Clowning around: It's a serious business at rodeo school
Wanted: Someone to attract, cajole and taunt a 2,000-pound bull. Must be willing to dress up, have fun and be a good sport. Only serious applicants may apply.
In a nutshell, that's what it takes to be a rodeo clown.
To learn the art of clowning around, a handful of eager students gathered at the Lyle Sankey Rodeo School visiting Rio Linda in Sacramento County. They came for different reasons.
"My boys are going to do high school rodeo, so I figured if somebody was going to be out there doing cowboy protection, I'd rather it be me than somebody we didn't know," said Paul Melendrez.
Doug Talbot saw the school as a chance to learn from the best.
"Cory Wall is one of the best bullfighters that I can think of, so I figured this would be a good opportunity," Talbot said.
Wall, a famous rodeo clown whose antics have landed him on ESPN's Sports Center, taught the clear-cut rules of being a rodeo clown. Thirty-five schools in 25 cities are offered through the Lyle Sankey school system (Sankey himself was a rodeo star). Thousands of students pass through every year to learn skills that range from bareback bronco riding to being a rodeo clown.
The main job of a rodeo clown, said Wall, is to distract the bull after a rider has fallen off and give that rider time to get out of harm's way. To do this effectively, one must adhere to a series of lessons.
Lesson number one: Remain calm. Called emotion management, Wall instructed students to slow down and focus on their breathing. "But when you are out there in that arena with that bull and he's looking at you and nobody else, all the sudden your emotions go totally wild," Wall acknowledged.

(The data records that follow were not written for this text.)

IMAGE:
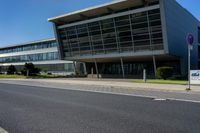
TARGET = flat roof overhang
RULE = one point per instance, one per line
(27, 43)
(110, 7)
(117, 56)
(133, 59)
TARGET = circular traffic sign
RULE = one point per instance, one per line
(190, 39)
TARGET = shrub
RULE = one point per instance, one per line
(164, 72)
(11, 70)
(30, 70)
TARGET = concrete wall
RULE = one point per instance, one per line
(179, 22)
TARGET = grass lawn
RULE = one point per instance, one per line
(4, 76)
(178, 82)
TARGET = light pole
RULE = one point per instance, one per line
(190, 42)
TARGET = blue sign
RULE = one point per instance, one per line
(190, 39)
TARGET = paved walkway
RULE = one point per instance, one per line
(2, 130)
(119, 83)
(121, 87)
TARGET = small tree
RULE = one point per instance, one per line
(164, 72)
(11, 70)
(30, 70)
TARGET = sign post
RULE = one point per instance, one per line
(190, 42)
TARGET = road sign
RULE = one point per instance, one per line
(190, 42)
(190, 39)
(195, 76)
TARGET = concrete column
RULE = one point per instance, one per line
(74, 63)
(96, 66)
(122, 66)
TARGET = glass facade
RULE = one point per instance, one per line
(30, 58)
(132, 32)
(34, 46)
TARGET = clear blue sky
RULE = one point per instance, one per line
(26, 20)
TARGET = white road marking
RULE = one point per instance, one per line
(2, 130)
(113, 93)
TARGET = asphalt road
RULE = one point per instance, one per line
(25, 109)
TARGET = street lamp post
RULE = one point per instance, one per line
(190, 42)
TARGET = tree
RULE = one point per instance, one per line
(164, 72)
(11, 70)
(30, 70)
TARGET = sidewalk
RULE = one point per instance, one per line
(113, 86)
(119, 83)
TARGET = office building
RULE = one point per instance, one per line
(42, 53)
(123, 37)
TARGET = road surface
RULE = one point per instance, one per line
(26, 109)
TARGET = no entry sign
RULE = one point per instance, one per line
(190, 39)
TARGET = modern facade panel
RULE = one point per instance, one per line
(44, 54)
(124, 37)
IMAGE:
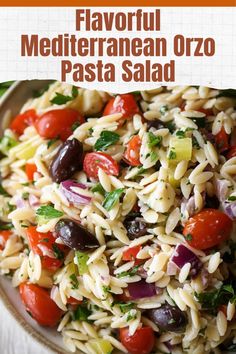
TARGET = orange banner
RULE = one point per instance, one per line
(118, 3)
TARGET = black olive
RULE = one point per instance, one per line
(168, 318)
(135, 228)
(212, 202)
(157, 124)
(75, 236)
(67, 161)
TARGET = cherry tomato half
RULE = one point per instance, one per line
(4, 236)
(132, 152)
(207, 229)
(222, 140)
(95, 160)
(43, 244)
(22, 121)
(131, 253)
(38, 302)
(124, 104)
(232, 152)
(58, 123)
(30, 169)
(141, 342)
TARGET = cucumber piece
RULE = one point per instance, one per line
(180, 149)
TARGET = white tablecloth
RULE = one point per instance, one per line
(14, 340)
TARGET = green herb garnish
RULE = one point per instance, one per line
(172, 155)
(60, 99)
(129, 273)
(3, 191)
(163, 109)
(47, 212)
(112, 198)
(74, 282)
(106, 139)
(99, 189)
(154, 140)
(232, 198)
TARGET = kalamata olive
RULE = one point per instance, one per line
(135, 227)
(168, 318)
(157, 124)
(67, 161)
(212, 202)
(75, 235)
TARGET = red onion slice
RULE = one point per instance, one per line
(73, 197)
(183, 255)
(141, 289)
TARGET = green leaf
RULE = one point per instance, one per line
(81, 314)
(74, 281)
(82, 259)
(47, 212)
(154, 140)
(129, 273)
(112, 198)
(213, 299)
(99, 189)
(163, 109)
(172, 155)
(106, 139)
(60, 99)
(180, 134)
(124, 306)
(232, 198)
(3, 191)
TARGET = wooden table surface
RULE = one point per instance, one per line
(13, 339)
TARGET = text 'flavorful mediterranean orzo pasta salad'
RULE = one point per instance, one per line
(117, 217)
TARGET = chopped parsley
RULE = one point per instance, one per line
(188, 237)
(112, 198)
(213, 299)
(172, 155)
(232, 198)
(106, 139)
(154, 140)
(47, 212)
(124, 306)
(129, 273)
(163, 109)
(153, 156)
(60, 99)
(3, 191)
(180, 134)
(74, 281)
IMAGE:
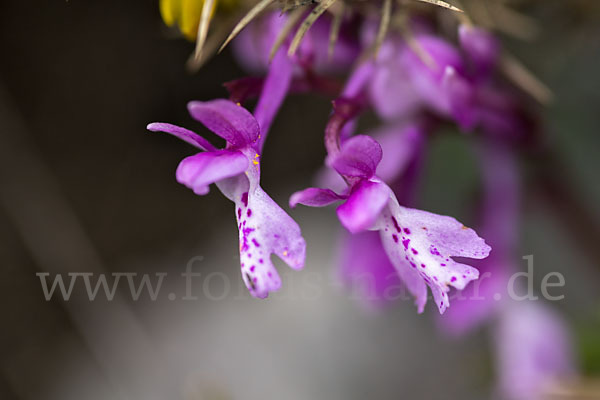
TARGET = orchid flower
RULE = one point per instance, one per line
(264, 228)
(419, 244)
(478, 304)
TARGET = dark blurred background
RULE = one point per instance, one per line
(86, 188)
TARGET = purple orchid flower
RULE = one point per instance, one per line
(264, 228)
(419, 244)
(362, 263)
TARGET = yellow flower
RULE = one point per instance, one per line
(186, 14)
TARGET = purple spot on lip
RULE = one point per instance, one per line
(405, 242)
(396, 225)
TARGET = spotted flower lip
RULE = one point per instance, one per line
(419, 244)
(264, 228)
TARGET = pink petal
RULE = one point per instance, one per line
(266, 229)
(424, 243)
(358, 157)
(200, 170)
(184, 134)
(364, 205)
(230, 121)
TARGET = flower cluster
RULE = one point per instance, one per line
(414, 80)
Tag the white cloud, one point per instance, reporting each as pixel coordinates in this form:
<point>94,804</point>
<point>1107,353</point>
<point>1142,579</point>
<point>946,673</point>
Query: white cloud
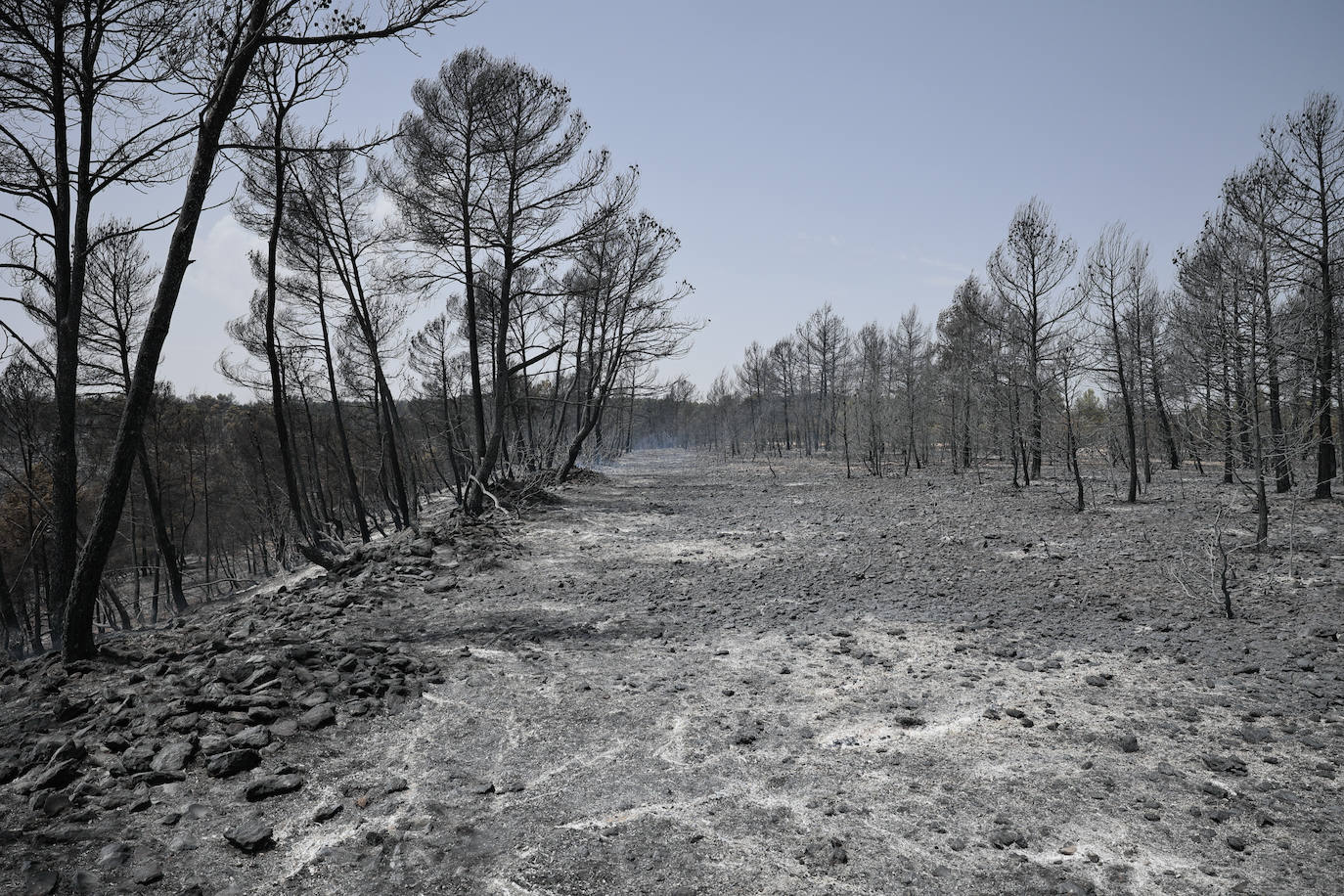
<point>216,289</point>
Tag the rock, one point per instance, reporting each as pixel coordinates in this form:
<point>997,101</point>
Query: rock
<point>114,856</point>
<point>1006,837</point>
<point>824,853</point>
<point>251,834</point>
<point>1225,765</point>
<point>285,729</point>
<point>137,758</point>
<point>173,756</point>
<point>327,812</point>
<point>147,874</point>
<point>252,738</point>
<point>269,786</point>
<point>40,882</point>
<point>227,765</point>
<point>319,716</point>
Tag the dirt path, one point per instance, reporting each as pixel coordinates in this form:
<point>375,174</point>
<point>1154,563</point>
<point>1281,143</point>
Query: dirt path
<point>718,679</point>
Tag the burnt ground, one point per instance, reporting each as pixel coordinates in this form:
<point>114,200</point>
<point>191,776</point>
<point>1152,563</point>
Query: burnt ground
<point>703,677</point>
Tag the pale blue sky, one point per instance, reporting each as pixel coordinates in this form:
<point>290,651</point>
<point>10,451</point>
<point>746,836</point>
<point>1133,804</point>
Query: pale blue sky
<point>863,154</point>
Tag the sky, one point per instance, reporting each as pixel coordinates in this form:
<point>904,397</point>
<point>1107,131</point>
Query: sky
<point>870,155</point>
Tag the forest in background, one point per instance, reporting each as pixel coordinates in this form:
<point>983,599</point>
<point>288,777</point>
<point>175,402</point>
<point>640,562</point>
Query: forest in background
<point>1081,356</point>
<point>121,500</point>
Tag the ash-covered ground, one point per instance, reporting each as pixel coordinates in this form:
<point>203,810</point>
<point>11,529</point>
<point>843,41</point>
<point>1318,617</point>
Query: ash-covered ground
<point>703,677</point>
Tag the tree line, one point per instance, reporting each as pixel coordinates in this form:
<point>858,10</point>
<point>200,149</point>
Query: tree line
<point>119,497</point>
<point>1081,355</point>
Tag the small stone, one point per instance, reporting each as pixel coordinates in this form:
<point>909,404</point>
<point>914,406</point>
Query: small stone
<point>227,765</point>
<point>319,716</point>
<point>252,738</point>
<point>113,856</point>
<point>40,882</point>
<point>327,812</point>
<point>1005,837</point>
<point>147,874</point>
<point>173,756</point>
<point>269,786</point>
<point>251,834</point>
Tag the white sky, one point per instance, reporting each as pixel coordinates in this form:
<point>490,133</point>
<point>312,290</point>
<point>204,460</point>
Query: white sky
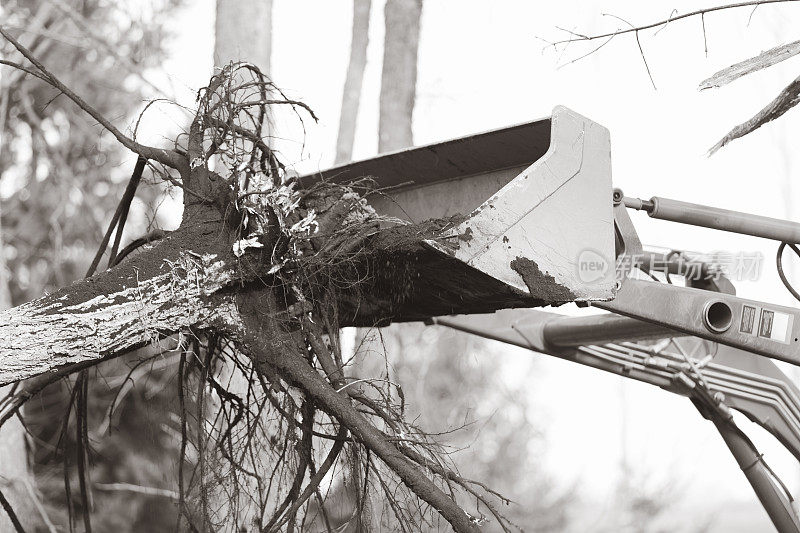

Lesson number two is athleticism. A clown needs different moves, fakes and a healthy set of legs and lungs to keep up with a raging bull.
Getting into costume—that's lesson number three. "You want to be remembered in this business in order to get rehired, and you want to do something that will make you stand out," Wall explained.
Students were taught what clothes to wear and what makeup to apply. While rodeo clowns offer serious cowboy protection, they also offer comedic relief and audience entertainment.
The final lesson is passion. "We're a lot like schoolteachers—they are good at what they do and love what they do, though they don't get paid much. We make a living, but I could make a living doing something else and not be happy and I'm just not about that," Wall said.
Being a rodeo clown may be a calling, for Talbot perhaps a career calling.
"Couldn't find a better job—cruise around the country and fight bulls and hit rodeos," he said.